Director: Spike Lee. Guión: Reggie Rock Bythewood. Intérpretes: Richard Belzer, Deaundre Bonds, André Braugher, Thomas Jefferson, Gabriel Casseus. 122 min. Adultos.

Esta vez el cineasta negro Spike Lee filma un guión ajeno. No por ello deja de estar en la línea temática y estilo que le son habituales. Sus dos o tres películas anteriores no alcanzaron buena crítica ni el favor del público; sin embargo, esta vez los adictos a Spike Lee no se sentirán defraudados, muy al contrario.

Rememora en Get on the Bus la marcha de un millón de afroamericanos hacia Washington en 1995. Y centra la acción en torno a este suceso en un autobús que atravesará casi todo el país, con unos veinte viajeros, hasta llegar a la capital del Estado. Un estudiante universitario, cámara en mano, que prepara una encuesta para su tesis doctoral, pregunta a unos y otros por los motivos que le han llevado a enrolarse en la marcha. Son todos jóvenes, un adolescente, y hasta un anciano que asistió a la marcha anterior de 1960. Y todos, unos magníficos actores.

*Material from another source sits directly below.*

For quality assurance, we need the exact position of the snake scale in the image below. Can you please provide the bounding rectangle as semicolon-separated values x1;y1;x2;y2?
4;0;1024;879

Dentro del limitado espacio del autobús, la cámara se mueve de una manera perfecta; su movilidad y diversidad de encuadres y enfoques no son nunca gratuitos, sino fruto de un eficaz estudio, que da intensidad a las múltiples biografías, e interés y realce a los temas que se tratan, en una unidad persona-discurso llena de naturalidad, a veces con crispación, violencia, odio, solidaridad, distensión, humor, ternura..., al hilo de las conversaciones y de la confidencias personales. Hay también, además de la habituales paradas, bares, gasolineras..., un desperfecto en el autobús, cambio de conductor, una pelea en un prado al borde de la carretera..., que marcarán los tres tiempos de la obra. Y, al fin, la ciudad de Washington, con una sorpresa argumental que sella los buenos propósitos y disposiciones a que todos han llegado.

Con la misma fuerza con que se plantea la reivindicación de los derechos de los negros como personas, en la película se pone también el dedo en la llaga de sus defectos: racismo, delincuencia, machismo, irresponsabilidad familiar y laboral, insolidaridad mutua... Y una gran virtud: su referencia a Dios, a la oración, a una actitud religiosa del todo ajena a ese cobarde silencio de ciertas películas españolas.